ЛИНДА: Дело не только в договоре, Томми. Пассивное корни опасное для детей, мы же это обсуждали.

ТОМ: Обсуждали и обсуждали…

ЛИНДА (заходя в еще более опасные воды): И потом, сколько сейчас стоит пачка сигарет? Четыре пятьдесят? Пять долларов?

ТОМ: Господи, да я пачку курю неделю!

ЛИНДА (штурмуя его оборонительные сооружения арифметикой-громкой танковой атакой): По пять долларов за пачку выходит более двадцати долларов в месяц. И это все идет из моей зарплаты, потому что, кроме меня…

ТОМ: Ну, начинается.

ЛИНДА: …в нашей семье сейчас никто не зарабатывает.

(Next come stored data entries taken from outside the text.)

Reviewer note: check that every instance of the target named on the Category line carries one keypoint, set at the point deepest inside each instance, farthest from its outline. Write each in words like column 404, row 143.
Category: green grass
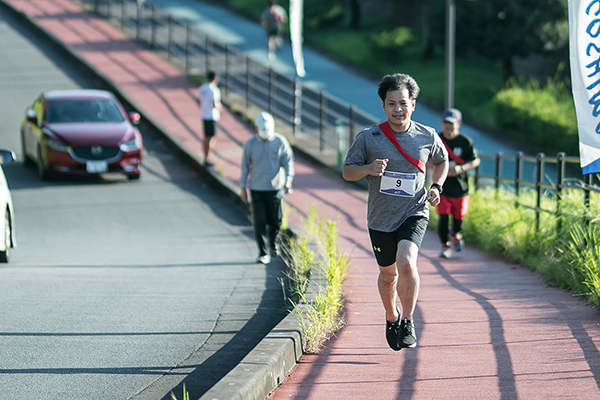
column 565, row 250
column 321, row 316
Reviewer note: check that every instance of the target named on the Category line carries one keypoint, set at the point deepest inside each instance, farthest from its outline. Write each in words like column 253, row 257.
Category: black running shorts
column 209, row 127
column 385, row 244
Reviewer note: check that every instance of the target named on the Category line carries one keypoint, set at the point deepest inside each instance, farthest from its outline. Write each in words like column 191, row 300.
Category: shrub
column 389, row 44
column 541, row 116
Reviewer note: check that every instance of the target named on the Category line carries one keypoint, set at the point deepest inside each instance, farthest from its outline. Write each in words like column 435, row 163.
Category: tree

ТОМ: Сколько можно твердить о том же? Можно подумать, я специально под машину лег, чтобы ничего не делать.

ЛИНДА (после долгой паузы): У нас вино осталось? Я бы выпила полстакана.

ПИТ (в сторону): Скажи, что осталось, скажи, что осталось, папа.

ТОМ: Закончилось. Может, ты хочешь, чтобы я сходил в «Зоне» и взял еще одну бутылку? Ну, тогда тебе придется выдать мне заранее мои карманные деньги.

ЛИНДА (еще не плача, но уже дрожащим голосом): Ты ведешь себя, будто я виновата в том, что с тобой это случилось.

ТОМ (кричит): Никто не виноват, и это меня бесит! Ты что, не поняла? Они даже не поймали того, кто это сделал!

На этом месте Пит решил, что с него достаточно. Это был глупый спектакль. Может, они этого не видели, но он видел. Он закрыл учебник по литературе. Прочитает то, что задали (что-то чувака по имени Джон Ротстайн), ночью. А сейчас ему нужно выйти и подышать воздухом, не наполненным спором.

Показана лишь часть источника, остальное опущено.